Completando el equipo, un sobrio pero siempre presente Adam Wakeman -el hijo
menor del maestro Rick Wakeman, el tecladista histórico de Yes- aportando con las atmósferas sonoras con que el apodo de 'Príncipe
de las Tinieblas 'adquiere un sentido real, mucho más allá del cliché y la
publicidad de por medio.
El
aura siniestra y barroca de "Mr Crowley" y el ataque implacable de
"I Don't Know" continúan el primer tramo con una frescura única,
dejando en claro que tanto Ozzy como sus secuaces se erigen como representantes
de un género que se resiste a morir en la nostalgia. Y es que el ojo de Osbourne
al momento de elegir a sus músicos, pese a la caricatura dibujada por los
medios, siempre ha sido infalible, sobretodo adportas de cumplir las 7 décadas.

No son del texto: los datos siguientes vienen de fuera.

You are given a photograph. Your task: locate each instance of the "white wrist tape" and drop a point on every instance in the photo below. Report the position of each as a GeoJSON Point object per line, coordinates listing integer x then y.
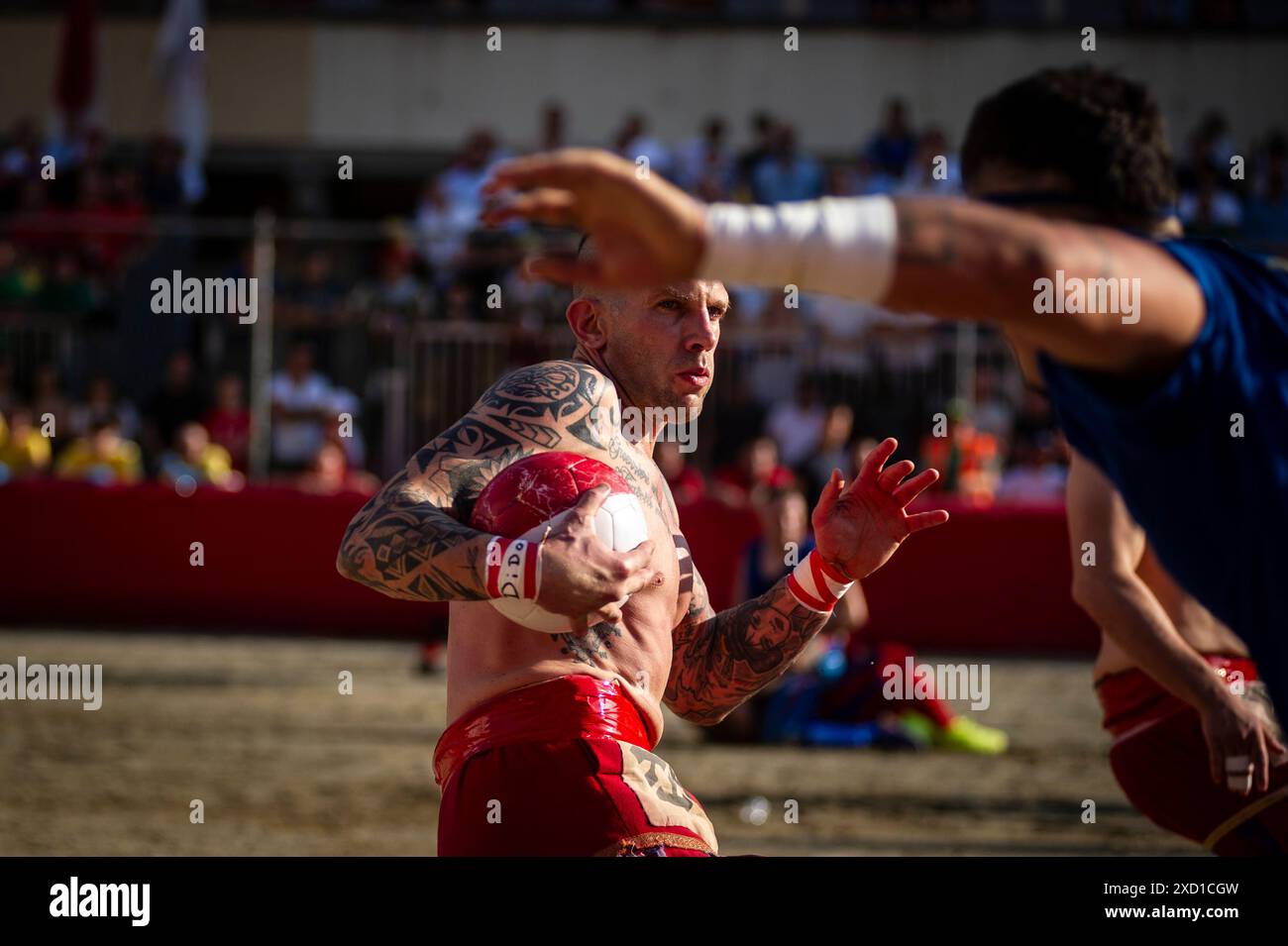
{"type": "Point", "coordinates": [841, 246]}
{"type": "Point", "coordinates": [513, 568]}
{"type": "Point", "coordinates": [816, 584]}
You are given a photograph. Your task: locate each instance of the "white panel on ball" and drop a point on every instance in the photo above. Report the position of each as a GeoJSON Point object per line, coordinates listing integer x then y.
{"type": "Point", "coordinates": [619, 524]}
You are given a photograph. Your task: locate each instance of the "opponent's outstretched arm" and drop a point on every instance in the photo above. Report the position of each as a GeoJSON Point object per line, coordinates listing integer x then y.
{"type": "Point", "coordinates": [1125, 607]}
{"type": "Point", "coordinates": [949, 258]}
{"type": "Point", "coordinates": [412, 541]}
{"type": "Point", "coordinates": [722, 658]}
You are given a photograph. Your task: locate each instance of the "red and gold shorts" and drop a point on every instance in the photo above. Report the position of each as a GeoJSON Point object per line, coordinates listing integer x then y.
{"type": "Point", "coordinates": [562, 769]}
{"type": "Point", "coordinates": [1159, 760]}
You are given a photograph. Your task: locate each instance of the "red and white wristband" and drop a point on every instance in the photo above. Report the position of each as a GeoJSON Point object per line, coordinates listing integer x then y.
{"type": "Point", "coordinates": [815, 584]}
{"type": "Point", "coordinates": [513, 568]}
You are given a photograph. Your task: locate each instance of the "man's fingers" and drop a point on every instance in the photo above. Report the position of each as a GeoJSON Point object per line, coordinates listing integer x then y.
{"type": "Point", "coordinates": [876, 460]}
{"type": "Point", "coordinates": [608, 614]}
{"type": "Point", "coordinates": [827, 498]}
{"type": "Point", "coordinates": [910, 490]}
{"type": "Point", "coordinates": [1261, 762]}
{"type": "Point", "coordinates": [590, 501]}
{"type": "Point", "coordinates": [638, 559]}
{"type": "Point", "coordinates": [562, 168]}
{"type": "Point", "coordinates": [563, 269]}
{"type": "Point", "coordinates": [892, 475]}
{"type": "Point", "coordinates": [926, 520]}
{"type": "Point", "coordinates": [1216, 760]}
{"type": "Point", "coordinates": [1237, 774]}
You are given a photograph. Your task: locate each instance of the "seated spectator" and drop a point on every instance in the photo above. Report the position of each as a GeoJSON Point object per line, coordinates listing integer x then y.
{"type": "Point", "coordinates": [1266, 216]}
{"type": "Point", "coordinates": [194, 457]}
{"type": "Point", "coordinates": [330, 473]}
{"type": "Point", "coordinates": [22, 158]}
{"type": "Point", "coordinates": [24, 451]}
{"type": "Point", "coordinates": [632, 142]}
{"type": "Point", "coordinates": [786, 174]}
{"type": "Point", "coordinates": [351, 439]}
{"type": "Point", "coordinates": [8, 396]}
{"type": "Point", "coordinates": [931, 168]}
{"type": "Point", "coordinates": [102, 402]}
{"type": "Point", "coordinates": [395, 287]}
{"type": "Point", "coordinates": [301, 411]}
{"type": "Point", "coordinates": [835, 691]}
{"type": "Point", "coordinates": [798, 425]}
{"type": "Point", "coordinates": [47, 395]}
{"type": "Point", "coordinates": [832, 451]}
{"type": "Point", "coordinates": [20, 280]}
{"type": "Point", "coordinates": [316, 287]}
{"type": "Point", "coordinates": [969, 460]}
{"type": "Point", "coordinates": [687, 484]}
{"type": "Point", "coordinates": [228, 421]}
{"type": "Point", "coordinates": [179, 400]}
{"type": "Point", "coordinates": [863, 179]}
{"type": "Point", "coordinates": [441, 235]}
{"type": "Point", "coordinates": [102, 456]}
{"type": "Point", "coordinates": [1209, 206]}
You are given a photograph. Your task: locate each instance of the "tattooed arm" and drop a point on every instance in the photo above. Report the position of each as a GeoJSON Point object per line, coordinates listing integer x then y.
{"type": "Point", "coordinates": [412, 541]}
{"type": "Point", "coordinates": [721, 659]}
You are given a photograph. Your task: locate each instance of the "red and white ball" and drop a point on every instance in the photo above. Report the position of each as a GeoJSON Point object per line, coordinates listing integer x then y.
{"type": "Point", "coordinates": [539, 489]}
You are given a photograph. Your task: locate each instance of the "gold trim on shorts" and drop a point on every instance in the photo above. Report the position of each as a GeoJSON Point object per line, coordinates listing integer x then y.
{"type": "Point", "coordinates": [652, 839]}
{"type": "Point", "coordinates": [1243, 815]}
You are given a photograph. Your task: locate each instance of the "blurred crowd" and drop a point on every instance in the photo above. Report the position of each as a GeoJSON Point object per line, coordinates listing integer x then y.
{"type": "Point", "coordinates": [187, 433]}
{"type": "Point", "coordinates": [804, 382]}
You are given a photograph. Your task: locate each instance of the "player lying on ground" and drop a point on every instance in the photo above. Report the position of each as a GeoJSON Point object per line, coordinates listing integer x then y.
{"type": "Point", "coordinates": [550, 736]}
{"type": "Point", "coordinates": [1167, 364]}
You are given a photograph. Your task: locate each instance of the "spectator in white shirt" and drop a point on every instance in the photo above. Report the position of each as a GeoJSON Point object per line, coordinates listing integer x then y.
{"type": "Point", "coordinates": [798, 425]}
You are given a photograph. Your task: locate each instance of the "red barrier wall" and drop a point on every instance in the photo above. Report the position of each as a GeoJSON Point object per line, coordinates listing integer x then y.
{"type": "Point", "coordinates": [75, 554]}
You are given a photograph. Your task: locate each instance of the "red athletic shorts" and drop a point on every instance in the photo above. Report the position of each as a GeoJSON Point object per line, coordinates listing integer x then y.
{"type": "Point", "coordinates": [562, 769]}
{"type": "Point", "coordinates": [1160, 762]}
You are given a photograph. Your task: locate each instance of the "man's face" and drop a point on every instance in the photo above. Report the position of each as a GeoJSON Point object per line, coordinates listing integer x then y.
{"type": "Point", "coordinates": [660, 343]}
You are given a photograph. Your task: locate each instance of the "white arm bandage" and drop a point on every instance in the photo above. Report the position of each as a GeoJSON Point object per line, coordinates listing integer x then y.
{"type": "Point", "coordinates": [841, 246]}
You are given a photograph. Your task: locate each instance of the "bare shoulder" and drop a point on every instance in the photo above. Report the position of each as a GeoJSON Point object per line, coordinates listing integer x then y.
{"type": "Point", "coordinates": [548, 399]}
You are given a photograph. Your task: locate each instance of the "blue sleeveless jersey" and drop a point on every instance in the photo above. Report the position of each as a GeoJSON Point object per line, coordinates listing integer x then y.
{"type": "Point", "coordinates": [1215, 504]}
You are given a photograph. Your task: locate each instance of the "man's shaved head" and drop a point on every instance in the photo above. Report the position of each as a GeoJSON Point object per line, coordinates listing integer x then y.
{"type": "Point", "coordinates": [656, 343]}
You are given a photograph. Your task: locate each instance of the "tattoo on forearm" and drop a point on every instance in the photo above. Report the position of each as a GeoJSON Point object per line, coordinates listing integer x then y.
{"type": "Point", "coordinates": [590, 646]}
{"type": "Point", "coordinates": [721, 661]}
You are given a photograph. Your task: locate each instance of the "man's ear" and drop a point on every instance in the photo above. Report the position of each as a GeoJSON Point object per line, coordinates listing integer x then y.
{"type": "Point", "coordinates": [587, 321]}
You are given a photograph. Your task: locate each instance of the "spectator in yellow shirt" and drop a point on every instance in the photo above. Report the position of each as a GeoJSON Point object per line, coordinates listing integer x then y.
{"type": "Point", "coordinates": [24, 451]}
{"type": "Point", "coordinates": [102, 456]}
{"type": "Point", "coordinates": [196, 457]}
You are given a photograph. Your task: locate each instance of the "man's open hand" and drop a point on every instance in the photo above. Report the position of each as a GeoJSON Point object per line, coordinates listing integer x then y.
{"type": "Point", "coordinates": [858, 528]}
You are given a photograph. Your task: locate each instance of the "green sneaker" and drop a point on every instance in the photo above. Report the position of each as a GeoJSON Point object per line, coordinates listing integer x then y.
{"type": "Point", "coordinates": [966, 735]}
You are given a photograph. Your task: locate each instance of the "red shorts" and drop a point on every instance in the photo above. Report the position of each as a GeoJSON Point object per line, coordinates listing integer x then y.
{"type": "Point", "coordinates": [562, 769]}
{"type": "Point", "coordinates": [1159, 760]}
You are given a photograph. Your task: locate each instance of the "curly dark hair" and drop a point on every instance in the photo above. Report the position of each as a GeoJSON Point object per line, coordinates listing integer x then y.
{"type": "Point", "coordinates": [1099, 130]}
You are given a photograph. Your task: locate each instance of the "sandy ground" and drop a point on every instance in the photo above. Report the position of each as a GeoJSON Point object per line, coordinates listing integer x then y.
{"type": "Point", "coordinates": [257, 730]}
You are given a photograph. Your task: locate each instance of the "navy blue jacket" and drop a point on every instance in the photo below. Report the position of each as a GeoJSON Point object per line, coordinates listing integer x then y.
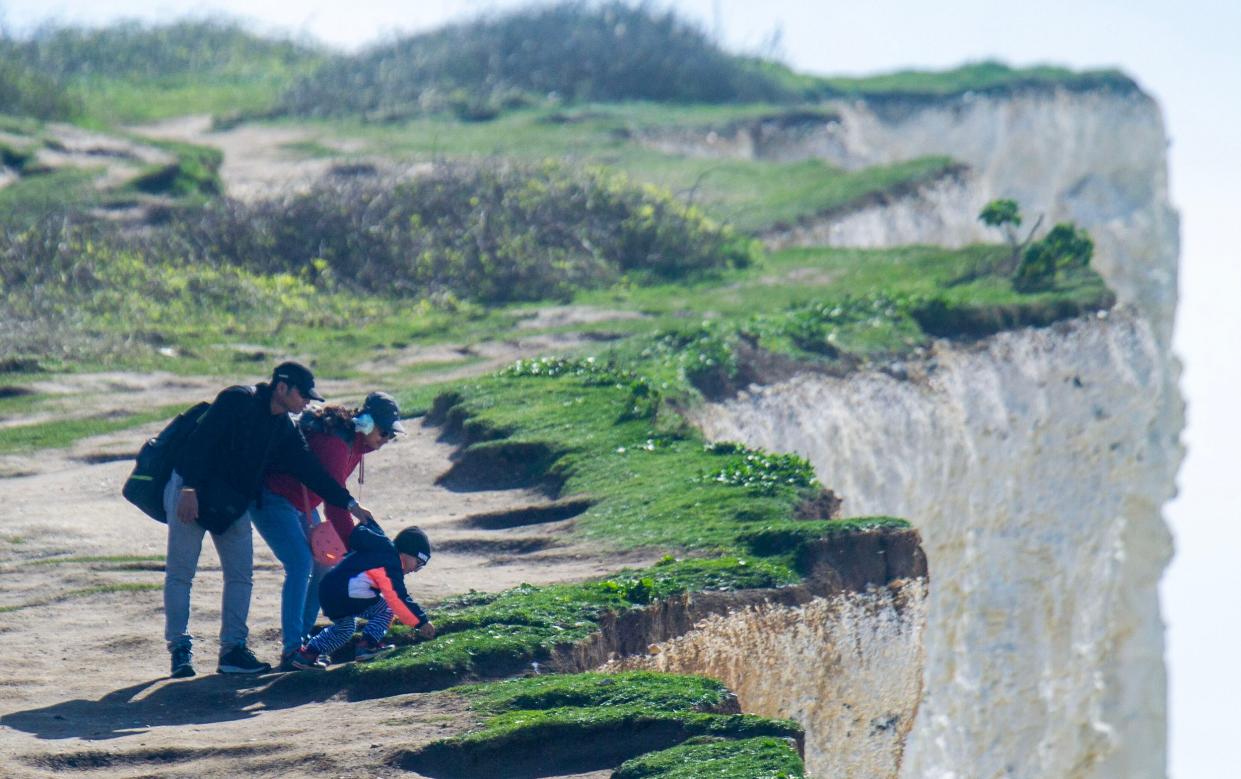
{"type": "Point", "coordinates": [375, 555]}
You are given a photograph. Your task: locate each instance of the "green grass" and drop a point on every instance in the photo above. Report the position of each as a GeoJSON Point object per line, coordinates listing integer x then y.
{"type": "Point", "coordinates": [55, 192]}
{"type": "Point", "coordinates": [751, 195]}
{"type": "Point", "coordinates": [129, 72]}
{"type": "Point", "coordinates": [712, 758]}
{"type": "Point", "coordinates": [60, 433]}
{"type": "Point", "coordinates": [987, 76]}
{"type": "Point", "coordinates": [114, 101]}
{"type": "Point", "coordinates": [597, 720]}
{"type": "Point", "coordinates": [487, 635]}
{"type": "Point", "coordinates": [890, 303]}
{"type": "Point", "coordinates": [109, 560]}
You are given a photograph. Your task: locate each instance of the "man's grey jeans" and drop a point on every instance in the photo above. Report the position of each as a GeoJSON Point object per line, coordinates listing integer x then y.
{"type": "Point", "coordinates": [236, 551]}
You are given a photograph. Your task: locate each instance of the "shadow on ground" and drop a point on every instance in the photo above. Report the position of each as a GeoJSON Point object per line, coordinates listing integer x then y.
{"type": "Point", "coordinates": [132, 710]}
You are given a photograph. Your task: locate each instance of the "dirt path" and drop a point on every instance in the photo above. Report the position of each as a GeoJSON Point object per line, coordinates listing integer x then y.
{"type": "Point", "coordinates": [83, 689]}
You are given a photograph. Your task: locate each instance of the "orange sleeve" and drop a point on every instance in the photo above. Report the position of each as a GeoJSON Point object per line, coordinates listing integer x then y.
{"type": "Point", "coordinates": [402, 612]}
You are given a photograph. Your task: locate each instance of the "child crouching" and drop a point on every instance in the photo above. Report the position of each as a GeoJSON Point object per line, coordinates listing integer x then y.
{"type": "Point", "coordinates": [369, 582]}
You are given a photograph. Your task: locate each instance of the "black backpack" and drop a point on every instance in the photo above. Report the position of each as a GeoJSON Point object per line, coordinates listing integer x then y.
{"type": "Point", "coordinates": [155, 460]}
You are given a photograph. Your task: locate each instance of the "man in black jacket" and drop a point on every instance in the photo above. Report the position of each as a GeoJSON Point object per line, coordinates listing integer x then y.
{"type": "Point", "coordinates": [247, 432]}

No se explica de otra forma la calidad del sonido logrado en vivo, siempre
aplastante y con la fuerza suficiente como para derribar una arena y, por qué
no, un estadio completo. La primera cita a Black
Sabbath con "Fairies Wear Boots" termina por corroborar aquella
teoría, con la clase propia de los grandes que se rompieron el lomo antes del
estrellato.
Si acaso hubo un protagonista indiscutido, con
el permiso del propio Ozzy, Zakk Wylde es el hombre. Desde la muralla
guitarrera de "Suicide Solution", hasta una versión con tintes
cósmicos de "War Pigs", pasando por una de las más celebradas de la
noche: "No More Tears", corte que da título a su trabajo del '91 y
cantada a todo pulmón en todo el recinto. Y si el electrizante solo del blondo
guitarrista sacaba llamaradas, el medley instrumental "Miracle Man/Crazy
Babies/Desire/Perry Mason" no haría más que dejarnos rendidos ante tamaña
muestra de virtuosismo, actitud y pasión. Sublime momento, con un Zakk literalmente
poseído, emulando a Jimi Hendrix como si la vida se le fuera aquello en tamaña
metamorfosis. A esas alturas, nos queda más que claro que, pese a la breve
incursión de Gus G en su puesto hace unos años, el músico con aspecto de
'berserker' es irremplazable. No basta ser solo el guitarrista, también hay que
derramar sangre en cada nota, si es necesario.
Otro
que destacó por sus propios méritos fue Tommy Clufetos, un baterista que
aporrea los tarros con una fuerza casi sobrehumana. Tal como en el caso de Zakk
Wylde, un ejemplo gráfico sobre lo que significa tocar un instrumento con la
sangre hirviendo y, a la vez, aportando a la música, como quedó demostrado en
sus dos visitas anteriores como parche de Black
Sabbath. Y fueron esos golpes los que se sintieron tanto en su solo de
batería como en el comienzo de "Flying High Again" -por primera vez
en la gira actual-, pasaje extraído del supremo "Diary Of A Madman" y con el cual nos damos cuenta
de que el repertorio sería un recorrido por casi todo el catálogo discográfico
de Ozzy en su faceta solista. Porque de 1981 saltamos 5 años más tarde la época
más controversial del 'Madman', de la mano de de "Shot In The Dark",
en una versión mucho más pesada y venenosa que la original en estudio incluida
en "The Ultimate Sin".
Concluyendo el set regular, la rebeldía volcánica de "I Don't Want To
Change The World" y la fiesta de los eternos inadaptados con "Crazy
Train", suficiente como para recordarnos el carácter de 'fiesta' con que
Ozzy nos invita a compartir su propia gloria, alcanzada luego de casi cinco
turbulentas décadas luchando contra todo y contra todos. Y para el final, una
dupleta con proporciones transversales, incluso fuera de lo estricto del
Rock/Metal: la lacrimógena "Mama, I'm Coming Home" -el momento
romanticoide de la noche, para algunas parejas presentes- y una que ni siquiera
necesita ser presentada: "Paranoid", con un alborozado Ozzy
interactuando con el público mediante un dominio escénico que va más allá de la
decadencia que personifica como nadie en el mundo. Puede que sea la última,
puede que no. El mismo 'Madman' aclara con firmeza, en algún momento de la
presentación, que volverá pronto y, por ende, esto no será el final. De todas
maneras, y anteponiéndonos en el peor de los casos, solo queda darle las
gracias por mostrarnos, a través de la música, las ventajas de la locura como
un estilo de vida que solo unos pocos pueden sobrellevar, no sin lidiar con la
muerte y los demonios rondando en cualquier momento. Ozzy es Dios -perdonen mi
fanatismo, no me pidan reprimir algo que llevo desde los 11 años- y, a estas
alturas, negar su aporte al género que una inmensa minoría ama y defiende a
muerte, no tiene sentido cuando hay hambre de caos y Rock n' Roll.